I will do my best to make things better, offering an almost unprecedented Limerick two-fer. The cases herein memorialized are actually tort cases and thus, to some extent, beneath the dignity of contracts profs and readers of the Contracts Profs Blog. Still, the vital question at issue in both cases is whether an agency relationship arises from the typical franchise agreement between gas station franchisees and the oil companies with which they contract. While the tort aspects of the case create the typical intellectual challenges posed by a prat-fall, the agency aspects of the cases, touching as they do on contractual relations, are complicated.
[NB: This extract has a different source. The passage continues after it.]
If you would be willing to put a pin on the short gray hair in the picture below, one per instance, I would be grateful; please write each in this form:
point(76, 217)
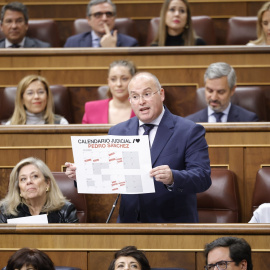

Both cases involve accidents at service stations. In the first (Humble Oil), a car is raised for servicing without the parking break engaged. It rolls down a hill (comically no doubt) and then (less comically) mows down some innocent bystanders. The question is whether Schneider, the franchisee, can be liable for the harm done to the bystanders. In the second (Hoover), plaintiff was injured in a fire that erupted at the back of his car while it was being filled with gasoline (see Limerick for my theory as to how the fire might have started). The question here is whether the franchisee Barone can be liable for plaintiff’s harm. While the torts involved are different, the law and the legal framework governing the cases are similar. Still, the cases come out differently, and both are wrongly decided IMHO. The Limericks lay out the bases for the courts’ reasonsing, with some simplification:
Humble Oil v. Martin
To Humble must Schneider report,
Humble set the hours, so the court
Refused to remand.
The verdict must stand;
The franchisor’s liable in tort.
Hoover v. Sun Oil
In Hoover, the gas-filling bloke
Chose an unfortunate time for a smoke.
Sun Oil owned the station,
Equipment, location,
But Barone set the hours, now he’s broke.